Vladimir Alekseev, First Deputy Head of the GRU, has been a pivotal figure in Russia’s intelligence operations and the GRU’s involvement with irregular military formations. Alekseev's ties to the Wagner Group run deep. During Prigozhin’s June 2023 mutiny, Alekseev appeared in a video attempting to dissuade the mutineers, claiming he had worked with Wagner “from the first day of the existence of the organization.” Internal documents confirm close cooperation between Wagner and the GRU under Alekseev's management in Syria in 2016. Moreover, phone records show Alekseev and Prigozhin in contact at crucial moments, including just before the full-scale invasion of Ukraine and during the mutiny itself.

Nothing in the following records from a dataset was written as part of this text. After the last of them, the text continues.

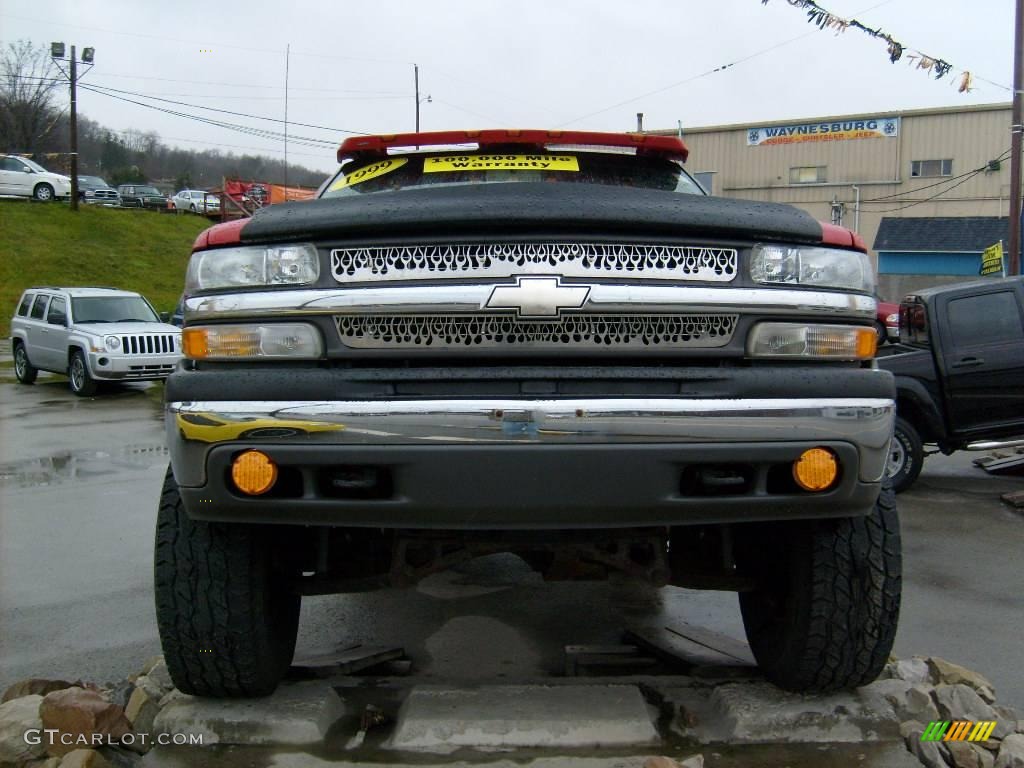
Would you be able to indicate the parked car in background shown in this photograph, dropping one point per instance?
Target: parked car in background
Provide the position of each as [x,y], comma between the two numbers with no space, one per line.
[960,372]
[91,335]
[887,322]
[27,178]
[94,190]
[197,201]
[142,196]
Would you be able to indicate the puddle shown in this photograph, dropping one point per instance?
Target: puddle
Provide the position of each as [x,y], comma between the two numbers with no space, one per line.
[72,466]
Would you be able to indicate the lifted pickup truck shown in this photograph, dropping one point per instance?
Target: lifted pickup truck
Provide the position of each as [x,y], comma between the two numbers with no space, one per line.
[960,372]
[547,343]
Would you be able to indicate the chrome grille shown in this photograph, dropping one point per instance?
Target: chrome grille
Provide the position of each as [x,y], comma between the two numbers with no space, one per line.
[507,332]
[147,344]
[506,259]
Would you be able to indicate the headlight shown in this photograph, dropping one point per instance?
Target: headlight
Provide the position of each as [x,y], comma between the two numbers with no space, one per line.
[793,340]
[827,267]
[291,340]
[253,265]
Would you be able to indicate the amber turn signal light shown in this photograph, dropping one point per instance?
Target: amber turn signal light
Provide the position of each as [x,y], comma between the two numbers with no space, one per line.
[254,472]
[816,469]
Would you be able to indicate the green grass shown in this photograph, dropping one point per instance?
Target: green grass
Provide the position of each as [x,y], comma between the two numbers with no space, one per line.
[49,245]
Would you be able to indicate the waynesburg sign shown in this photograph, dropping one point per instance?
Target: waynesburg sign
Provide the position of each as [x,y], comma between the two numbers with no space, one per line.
[839,130]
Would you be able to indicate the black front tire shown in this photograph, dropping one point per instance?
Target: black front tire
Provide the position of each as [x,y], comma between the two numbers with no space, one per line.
[24,371]
[79,378]
[43,193]
[227,619]
[824,614]
[906,456]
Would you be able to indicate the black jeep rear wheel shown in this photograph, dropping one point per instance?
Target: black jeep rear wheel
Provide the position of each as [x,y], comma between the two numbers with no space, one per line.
[824,614]
[227,616]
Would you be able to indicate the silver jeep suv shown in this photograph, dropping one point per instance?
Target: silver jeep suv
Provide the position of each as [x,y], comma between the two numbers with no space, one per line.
[91,335]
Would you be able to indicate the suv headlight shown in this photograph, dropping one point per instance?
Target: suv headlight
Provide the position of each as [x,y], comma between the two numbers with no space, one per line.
[825,267]
[253,265]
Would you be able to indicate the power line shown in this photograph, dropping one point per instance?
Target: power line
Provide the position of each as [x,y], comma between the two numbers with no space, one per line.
[972,172]
[262,132]
[934,197]
[226,112]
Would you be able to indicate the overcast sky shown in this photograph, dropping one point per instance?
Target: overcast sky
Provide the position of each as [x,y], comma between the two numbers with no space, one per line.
[568,64]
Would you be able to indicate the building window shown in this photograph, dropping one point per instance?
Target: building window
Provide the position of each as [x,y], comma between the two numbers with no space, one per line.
[810,174]
[705,179]
[920,168]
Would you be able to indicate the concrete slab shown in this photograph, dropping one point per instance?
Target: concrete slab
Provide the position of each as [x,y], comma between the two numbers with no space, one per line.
[756,712]
[443,719]
[762,756]
[296,715]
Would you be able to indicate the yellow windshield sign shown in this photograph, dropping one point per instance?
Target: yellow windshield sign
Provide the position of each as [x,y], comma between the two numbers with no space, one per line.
[368,172]
[455,163]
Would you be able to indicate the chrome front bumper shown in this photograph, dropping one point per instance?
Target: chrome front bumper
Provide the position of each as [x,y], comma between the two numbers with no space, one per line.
[195,428]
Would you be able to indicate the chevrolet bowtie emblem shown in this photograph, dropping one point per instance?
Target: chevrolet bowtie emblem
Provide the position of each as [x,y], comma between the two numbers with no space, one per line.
[538,297]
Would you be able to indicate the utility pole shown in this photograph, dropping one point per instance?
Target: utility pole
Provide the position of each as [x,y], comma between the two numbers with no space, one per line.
[1016,131]
[56,53]
[74,130]
[416,78]
[288,60]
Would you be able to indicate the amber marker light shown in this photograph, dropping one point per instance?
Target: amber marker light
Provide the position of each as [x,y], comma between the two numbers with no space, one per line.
[254,472]
[816,469]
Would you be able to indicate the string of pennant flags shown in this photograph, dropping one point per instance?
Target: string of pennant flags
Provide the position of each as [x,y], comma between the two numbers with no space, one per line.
[825,19]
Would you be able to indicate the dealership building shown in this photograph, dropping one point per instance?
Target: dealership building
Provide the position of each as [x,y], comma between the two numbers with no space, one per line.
[928,189]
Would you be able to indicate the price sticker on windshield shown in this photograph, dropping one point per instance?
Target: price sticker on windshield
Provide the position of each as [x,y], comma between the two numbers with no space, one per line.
[374,170]
[453,163]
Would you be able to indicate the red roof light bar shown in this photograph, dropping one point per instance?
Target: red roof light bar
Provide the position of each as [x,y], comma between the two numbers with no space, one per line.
[668,146]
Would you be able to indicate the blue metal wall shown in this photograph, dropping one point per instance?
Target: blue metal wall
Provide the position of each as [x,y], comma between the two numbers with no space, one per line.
[897,262]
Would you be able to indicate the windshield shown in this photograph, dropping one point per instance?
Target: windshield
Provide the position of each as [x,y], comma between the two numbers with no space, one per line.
[496,166]
[34,165]
[113,309]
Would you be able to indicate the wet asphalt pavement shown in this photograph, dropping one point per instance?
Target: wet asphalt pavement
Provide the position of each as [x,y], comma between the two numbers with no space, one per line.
[79,482]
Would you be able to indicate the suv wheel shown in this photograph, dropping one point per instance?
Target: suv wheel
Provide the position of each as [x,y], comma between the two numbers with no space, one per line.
[81,381]
[824,617]
[24,370]
[906,456]
[43,193]
[227,620]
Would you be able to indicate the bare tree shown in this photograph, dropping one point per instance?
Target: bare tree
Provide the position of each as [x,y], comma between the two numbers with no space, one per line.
[28,82]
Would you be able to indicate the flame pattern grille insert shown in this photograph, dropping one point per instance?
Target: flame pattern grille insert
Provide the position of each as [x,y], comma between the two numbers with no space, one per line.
[380,263]
[506,332]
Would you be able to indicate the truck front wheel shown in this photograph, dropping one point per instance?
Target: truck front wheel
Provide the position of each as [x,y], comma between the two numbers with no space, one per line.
[227,617]
[823,615]
[906,456]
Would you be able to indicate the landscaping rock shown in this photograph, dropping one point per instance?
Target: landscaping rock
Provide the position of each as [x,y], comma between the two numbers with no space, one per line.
[84,759]
[914,671]
[141,710]
[947,673]
[1011,752]
[159,675]
[961,701]
[81,714]
[16,717]
[34,686]
[966,755]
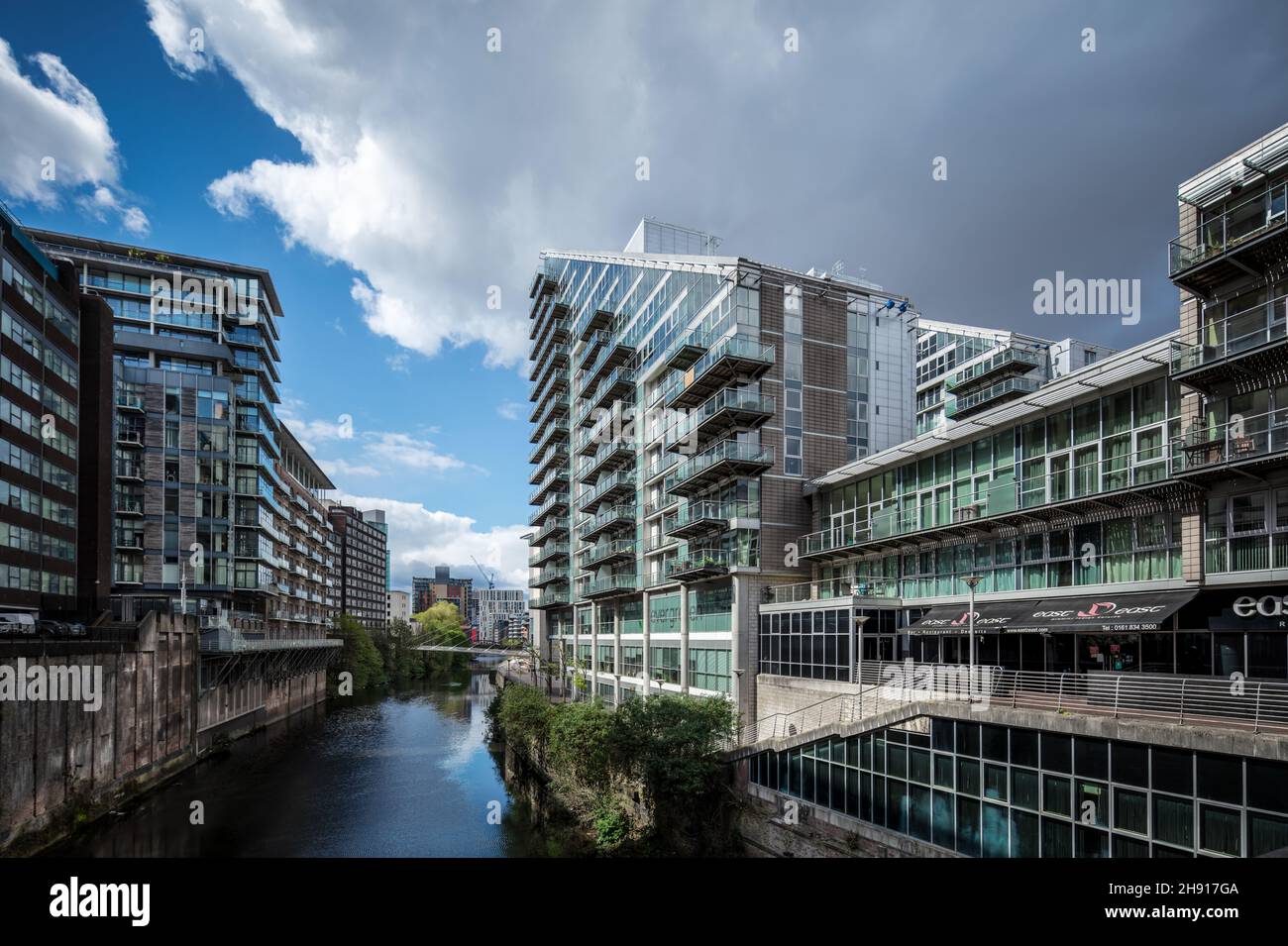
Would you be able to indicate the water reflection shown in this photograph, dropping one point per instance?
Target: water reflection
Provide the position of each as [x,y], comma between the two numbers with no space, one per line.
[400,773]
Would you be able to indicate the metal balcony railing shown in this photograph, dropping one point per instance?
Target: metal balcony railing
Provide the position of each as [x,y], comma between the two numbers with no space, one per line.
[1206,701]
[1250,218]
[1233,336]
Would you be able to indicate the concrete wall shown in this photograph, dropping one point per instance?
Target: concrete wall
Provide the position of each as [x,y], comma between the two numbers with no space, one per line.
[59,762]
[60,765]
[777,693]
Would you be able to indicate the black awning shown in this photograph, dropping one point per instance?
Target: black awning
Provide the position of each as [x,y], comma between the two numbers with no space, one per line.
[991,618]
[1103,613]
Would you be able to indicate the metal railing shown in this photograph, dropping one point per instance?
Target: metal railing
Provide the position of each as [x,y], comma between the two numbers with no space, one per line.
[1223,232]
[1206,701]
[831,588]
[1233,335]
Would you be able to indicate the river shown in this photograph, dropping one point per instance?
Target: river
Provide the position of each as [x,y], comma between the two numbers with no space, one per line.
[398,773]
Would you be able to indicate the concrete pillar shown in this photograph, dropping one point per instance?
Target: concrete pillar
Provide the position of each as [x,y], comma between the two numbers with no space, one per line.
[735,661]
[593,653]
[645,670]
[617,654]
[684,639]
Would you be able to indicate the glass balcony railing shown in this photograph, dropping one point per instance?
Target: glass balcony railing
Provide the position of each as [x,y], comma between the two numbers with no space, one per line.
[829,589]
[1004,494]
[726,452]
[1210,443]
[1010,360]
[1234,335]
[993,394]
[1220,233]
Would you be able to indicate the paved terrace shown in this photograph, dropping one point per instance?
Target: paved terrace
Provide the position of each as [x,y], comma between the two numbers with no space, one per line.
[1241,718]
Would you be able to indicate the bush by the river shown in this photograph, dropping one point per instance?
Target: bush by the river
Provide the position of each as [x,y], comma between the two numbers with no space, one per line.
[665,748]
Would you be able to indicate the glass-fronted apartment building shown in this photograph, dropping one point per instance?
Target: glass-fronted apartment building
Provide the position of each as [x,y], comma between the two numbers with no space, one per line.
[54,370]
[1125,527]
[681,402]
[964,369]
[214,503]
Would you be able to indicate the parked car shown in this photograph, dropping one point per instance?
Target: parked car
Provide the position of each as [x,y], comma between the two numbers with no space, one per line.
[17,623]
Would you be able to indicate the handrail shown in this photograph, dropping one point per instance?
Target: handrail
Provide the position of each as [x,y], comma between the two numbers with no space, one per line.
[1216,701]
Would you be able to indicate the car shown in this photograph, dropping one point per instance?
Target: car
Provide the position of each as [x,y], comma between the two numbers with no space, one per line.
[17,623]
[51,628]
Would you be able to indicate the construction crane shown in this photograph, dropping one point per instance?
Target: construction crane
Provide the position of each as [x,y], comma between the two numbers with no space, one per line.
[485,576]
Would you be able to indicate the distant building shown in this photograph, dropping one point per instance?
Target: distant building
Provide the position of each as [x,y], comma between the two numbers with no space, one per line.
[500,611]
[362,564]
[399,606]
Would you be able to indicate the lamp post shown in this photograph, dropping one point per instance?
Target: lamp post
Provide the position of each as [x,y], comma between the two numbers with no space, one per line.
[971,580]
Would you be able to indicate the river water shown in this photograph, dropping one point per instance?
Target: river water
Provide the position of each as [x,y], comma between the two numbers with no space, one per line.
[399,773]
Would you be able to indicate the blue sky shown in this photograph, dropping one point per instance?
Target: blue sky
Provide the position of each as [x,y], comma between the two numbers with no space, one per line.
[389,161]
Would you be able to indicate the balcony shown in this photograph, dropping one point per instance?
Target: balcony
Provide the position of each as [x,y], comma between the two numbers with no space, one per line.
[555,528]
[557,476]
[1124,485]
[606,554]
[686,352]
[554,431]
[548,577]
[1245,446]
[555,503]
[592,321]
[554,456]
[613,356]
[1248,237]
[618,383]
[700,563]
[737,357]
[1237,353]
[1009,362]
[724,411]
[610,585]
[617,485]
[707,516]
[724,460]
[831,589]
[608,520]
[552,597]
[991,396]
[606,457]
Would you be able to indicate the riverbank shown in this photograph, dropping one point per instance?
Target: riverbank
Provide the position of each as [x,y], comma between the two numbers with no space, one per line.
[397,771]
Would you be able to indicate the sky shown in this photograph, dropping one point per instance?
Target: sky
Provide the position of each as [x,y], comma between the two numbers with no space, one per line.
[398,166]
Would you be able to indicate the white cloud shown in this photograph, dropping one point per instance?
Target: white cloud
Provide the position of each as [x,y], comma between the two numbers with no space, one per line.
[56,142]
[421,538]
[343,468]
[412,172]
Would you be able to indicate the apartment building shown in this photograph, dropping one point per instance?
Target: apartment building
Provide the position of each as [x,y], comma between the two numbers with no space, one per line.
[307,550]
[964,369]
[399,606]
[443,587]
[500,611]
[55,368]
[202,512]
[681,402]
[362,560]
[1111,546]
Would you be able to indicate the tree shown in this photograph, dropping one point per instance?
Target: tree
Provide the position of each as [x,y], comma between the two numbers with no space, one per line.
[359,656]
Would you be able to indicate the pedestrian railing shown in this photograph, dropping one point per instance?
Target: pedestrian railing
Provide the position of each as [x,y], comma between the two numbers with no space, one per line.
[1249,705]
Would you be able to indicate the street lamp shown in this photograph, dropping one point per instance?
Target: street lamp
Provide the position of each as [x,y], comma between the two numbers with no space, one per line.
[971,581]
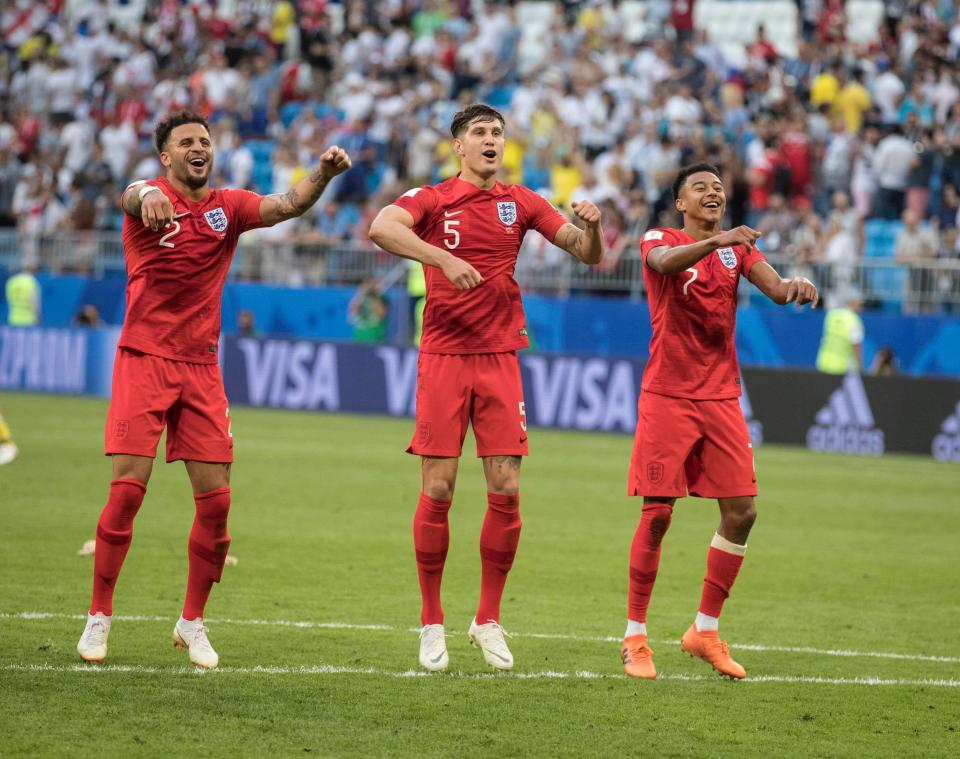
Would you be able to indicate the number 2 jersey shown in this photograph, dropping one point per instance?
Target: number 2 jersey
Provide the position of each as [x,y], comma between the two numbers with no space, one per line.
[485,229]
[175,276]
[694,315]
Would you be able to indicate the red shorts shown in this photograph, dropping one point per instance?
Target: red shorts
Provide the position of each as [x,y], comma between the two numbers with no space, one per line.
[150,392]
[684,446]
[482,388]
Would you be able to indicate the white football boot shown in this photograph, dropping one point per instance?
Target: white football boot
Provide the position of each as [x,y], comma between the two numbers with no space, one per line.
[8,452]
[490,638]
[193,635]
[93,643]
[433,648]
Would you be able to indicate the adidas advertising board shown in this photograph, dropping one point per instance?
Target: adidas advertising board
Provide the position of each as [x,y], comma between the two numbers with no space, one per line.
[946,445]
[846,424]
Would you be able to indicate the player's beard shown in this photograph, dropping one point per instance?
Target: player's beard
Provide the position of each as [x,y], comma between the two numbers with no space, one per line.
[193,181]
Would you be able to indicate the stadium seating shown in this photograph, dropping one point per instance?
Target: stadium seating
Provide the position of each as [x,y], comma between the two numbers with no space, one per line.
[732,24]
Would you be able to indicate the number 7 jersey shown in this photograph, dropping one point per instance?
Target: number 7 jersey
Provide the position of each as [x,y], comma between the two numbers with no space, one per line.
[485,229]
[693,315]
[175,276]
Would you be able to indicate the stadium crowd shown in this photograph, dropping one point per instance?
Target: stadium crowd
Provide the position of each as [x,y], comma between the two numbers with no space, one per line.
[810,145]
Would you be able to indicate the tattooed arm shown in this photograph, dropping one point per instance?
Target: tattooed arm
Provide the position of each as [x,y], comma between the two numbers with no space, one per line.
[299,198]
[587,244]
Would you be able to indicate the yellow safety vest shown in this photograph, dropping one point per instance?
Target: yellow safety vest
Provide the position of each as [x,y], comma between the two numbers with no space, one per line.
[22,297]
[836,347]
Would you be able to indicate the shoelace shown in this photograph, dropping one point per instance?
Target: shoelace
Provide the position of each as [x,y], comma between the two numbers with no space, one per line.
[199,638]
[98,632]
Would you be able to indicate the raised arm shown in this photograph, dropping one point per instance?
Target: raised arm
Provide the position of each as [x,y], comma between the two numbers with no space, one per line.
[783,291]
[586,244]
[393,231]
[670,261]
[148,203]
[300,198]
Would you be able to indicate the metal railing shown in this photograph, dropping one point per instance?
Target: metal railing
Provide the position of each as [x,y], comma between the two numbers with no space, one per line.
[931,286]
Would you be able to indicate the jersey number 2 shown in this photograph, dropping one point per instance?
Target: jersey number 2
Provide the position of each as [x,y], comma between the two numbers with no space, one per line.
[163,240]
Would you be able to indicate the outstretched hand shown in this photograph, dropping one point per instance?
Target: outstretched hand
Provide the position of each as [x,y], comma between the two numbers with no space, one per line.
[584,209]
[156,210]
[334,161]
[802,290]
[742,235]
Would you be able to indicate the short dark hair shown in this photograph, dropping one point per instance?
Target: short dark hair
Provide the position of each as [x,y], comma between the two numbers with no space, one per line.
[480,111]
[172,121]
[688,171]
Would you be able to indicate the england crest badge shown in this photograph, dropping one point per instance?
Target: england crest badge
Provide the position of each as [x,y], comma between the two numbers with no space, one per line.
[727,257]
[217,219]
[507,211]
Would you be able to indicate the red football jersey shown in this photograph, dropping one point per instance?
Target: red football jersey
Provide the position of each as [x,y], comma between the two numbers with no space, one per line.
[485,229]
[694,315]
[175,275]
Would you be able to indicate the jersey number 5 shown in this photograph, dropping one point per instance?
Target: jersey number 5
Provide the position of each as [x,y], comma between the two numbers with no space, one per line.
[450,228]
[163,240]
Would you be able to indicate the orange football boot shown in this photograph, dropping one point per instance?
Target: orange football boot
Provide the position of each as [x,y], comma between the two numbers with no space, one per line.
[638,657]
[707,645]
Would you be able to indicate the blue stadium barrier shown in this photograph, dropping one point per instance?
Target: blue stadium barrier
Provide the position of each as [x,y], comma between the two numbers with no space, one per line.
[773,337]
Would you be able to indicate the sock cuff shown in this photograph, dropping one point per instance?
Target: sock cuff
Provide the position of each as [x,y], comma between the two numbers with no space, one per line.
[433,503]
[504,500]
[129,481]
[211,494]
[722,544]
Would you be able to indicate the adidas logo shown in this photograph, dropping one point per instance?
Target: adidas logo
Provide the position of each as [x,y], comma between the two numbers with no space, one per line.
[754,426]
[845,424]
[946,445]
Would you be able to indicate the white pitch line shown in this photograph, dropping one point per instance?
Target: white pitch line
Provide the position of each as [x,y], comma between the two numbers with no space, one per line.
[30,615]
[327,669]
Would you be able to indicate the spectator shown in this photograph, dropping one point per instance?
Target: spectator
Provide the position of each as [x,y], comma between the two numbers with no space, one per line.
[245,324]
[891,165]
[87,316]
[368,313]
[885,363]
[841,347]
[23,299]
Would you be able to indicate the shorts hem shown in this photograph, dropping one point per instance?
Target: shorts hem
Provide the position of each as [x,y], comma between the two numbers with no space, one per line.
[202,458]
[500,452]
[117,452]
[436,454]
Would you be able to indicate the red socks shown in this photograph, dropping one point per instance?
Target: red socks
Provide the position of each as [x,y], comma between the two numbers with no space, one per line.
[114,533]
[645,557]
[723,563]
[499,537]
[431,538]
[209,541]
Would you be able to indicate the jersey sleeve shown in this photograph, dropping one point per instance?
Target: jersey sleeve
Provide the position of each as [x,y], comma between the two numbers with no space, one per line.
[654,238]
[246,206]
[544,217]
[418,202]
[753,256]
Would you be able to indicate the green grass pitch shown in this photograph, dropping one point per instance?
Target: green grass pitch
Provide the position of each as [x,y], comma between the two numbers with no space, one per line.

In January 2022, Alekseevand Prigozhin reportedly clashed over Alekseev's private military company, Redut, recruiting Wagner veterans. Redut, a GRU-run recruiting hub for irregular formations operating in Ukraine, has largely replaced the Wagner Group as the primary means by which the Russian state funnels irregular volunteer units into the Ukraine war effort.

As of late November 2023, Alekseev was seen awarding fighters of the Hispaniola Battalion, a volunteer unit within the Redut system. Post-mutiny reports suggest the GRU assigned all unconventional operations targeting Ukraine to Alekseev, affirming his continued significance in Russia’s military intelligence operations and the GRU’s use of irregular formations.

A photo of Gennady Kornienko, FSIN director from 2012 to 2019.

Gennady Kornienko, Sergei Pavlenko, and the Federal Penitentiary Service (FSIN)

An analysis of Prigozhin’s calendar shows that one of his most frequent contacts was Sergei Vladimirovich Pavlenko, with 821 entries under the code number 575. Pavlenko shares the same name as the Russian official who has led the Federal Penitentiary Service (FSIN) in the Kirov region since 2020. If they are the same man, Prigozhin’s regular coordination with a colonel in Russia’s prison service—along with occasional meetings with other FSIN officials, including at least two with Gennady Kornienko, FSIN director from 2012 to 2019—fits with Wagner’s extensive history of prison recruitment. Many of Wagner’s senior field commanders had criminal backgrounds, with several joining the group immediately after serving prison sentences.